О чем же? О профессии свободной,
О том, что вместе их роднит.
-- И я люблю орган,
Из всех трактиров я предпочитаю "Рим".
Хоть я не флорентиец,
Но все же я не вор и не убиец;
Ведь лошади моей, как хорошенько взвесить,
Лет будет восемь иль, пожалуй, десять,-
И столько же ходил за Беатричей ты;
Дурного не скажу и во хмелю про Данта,
В тебе отца родного чту и коменданта,-
Вели ж по осени не разводить мосты!
1925
Лжец и ксендзы
(Басня)
Известно: у католиков развод
За преступление слывет.
И вот
В Италии один партикулярий,
Явившись в консисторию к ксендзам,
Им предложил устроить хоть акварий.
Но, по глазам
Лжеца узнав,
Так отказал ему викарий:
-- Иди, мой сын, пока ты не погиб:
Мы не разводим даже рыб!
1924
x x x
Спросили раз у воина:
-- На Шипке все спокойно ли?
Да,-- отвечал он,-- здесь на Шипке
Все признают свои ошибки.
без даты
x x x
В половине второго,
Честное слово,
Тяжело пииту
По алфавиту
Идти к ответу -
Но выхода нету...
Весна 1913
x x x
Зане в садах Халатова-халифа
Дух бытия.
Кто не вкушал благоуханий ЗИФа -
И он, и я.
И для того, чтоб слово не затихло
Сих свистунов,
Уже качается на розе ГИХЛа -
В. Соловьев.
1930
x x x
Уста запеклись и разверзлись чресла.
Весь воздух в стонах родовых:
Это Мария Петровых
Рожает близнецов -- два театральных кресла.
1933--1934
x x x
Большевикам мил элеватор,
Французам мил стиль элевэ,
А я хотел бы быть диктатор,
Чтоб скромность воспитать во Льве.
1933--1934
x x x
Эмаль, алмазы, позолота
Могли б украсить египтян,
Моей же девы красит стан
Аршин трико иль шевиота.
1933--1934
x x x
По нашим временам куда как стали редки
Любители почивших в бозе... Вот
В старинный склеп, где тихо тлеют предки,
Он входит. Снял собмреро. На киот
Перекрестился.

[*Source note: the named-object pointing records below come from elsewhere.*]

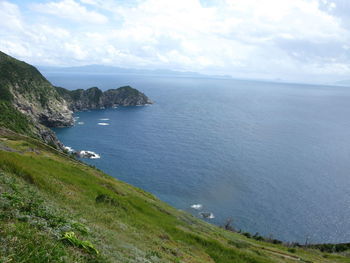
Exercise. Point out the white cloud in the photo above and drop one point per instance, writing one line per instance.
(245, 38)
(72, 10)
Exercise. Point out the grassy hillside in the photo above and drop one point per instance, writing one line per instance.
(56, 209)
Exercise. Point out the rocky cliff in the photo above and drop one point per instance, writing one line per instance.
(94, 98)
(29, 104)
(24, 89)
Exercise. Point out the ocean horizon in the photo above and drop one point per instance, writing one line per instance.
(274, 157)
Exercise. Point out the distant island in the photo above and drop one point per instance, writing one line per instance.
(55, 208)
(28, 96)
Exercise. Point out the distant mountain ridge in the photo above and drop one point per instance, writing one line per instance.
(94, 98)
(96, 69)
(30, 104)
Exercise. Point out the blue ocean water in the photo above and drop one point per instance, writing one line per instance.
(275, 157)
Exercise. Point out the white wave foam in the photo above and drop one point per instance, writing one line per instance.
(207, 215)
(197, 206)
(69, 149)
(89, 154)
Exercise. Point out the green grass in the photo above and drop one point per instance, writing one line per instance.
(56, 209)
(14, 120)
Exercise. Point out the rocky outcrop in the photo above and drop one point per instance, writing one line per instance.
(94, 98)
(23, 86)
(39, 105)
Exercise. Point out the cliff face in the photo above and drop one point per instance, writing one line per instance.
(24, 89)
(94, 98)
(29, 104)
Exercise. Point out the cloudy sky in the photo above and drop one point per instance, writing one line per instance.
(302, 40)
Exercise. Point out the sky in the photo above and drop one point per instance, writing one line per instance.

Долг потомка справил,
И, в меру закусив, в вагоне лег костьми.
А вор его без шляпы и оставил.
Читатель, не кути с случайными людьми!
1924
Песнь вольного казака
Я мужчина-лесбиянец,
Иностранец, иностранец.
На Лесбосе я возрос,
О, Лесбос, Лесбос, Лесбос!
без даты
x x x
Ubi bene, ibi patria1,-
Но имея другом Вена
Лившица, скажу обратное:
Ubi patria, ibi bene2.
1 Где хорошо, там отечество (лат.).
2 Где отечество, там хорошо (лат)
без даты
Тетушка и Марат
Куда как тетушка моя была богата.
Фарфора, серебра изрядная палата,
Безделки разные и мебель акажу,
Людовик, рококо -- всего не расскажу.
У тетушки моей стоял в гостином зале
Бетховен гипсовый на лаковом рояле -
У тетушки моей он был в большой чести.
Однажды довелось мне в гости к ней прийти,-
И, гордая собой, упрямая старуха
Перед Бетховеном проговорила глухо:
-- Вот, душенька, Марат, работы Мирабо!
-- Да что вы, тетенька, не может быть того!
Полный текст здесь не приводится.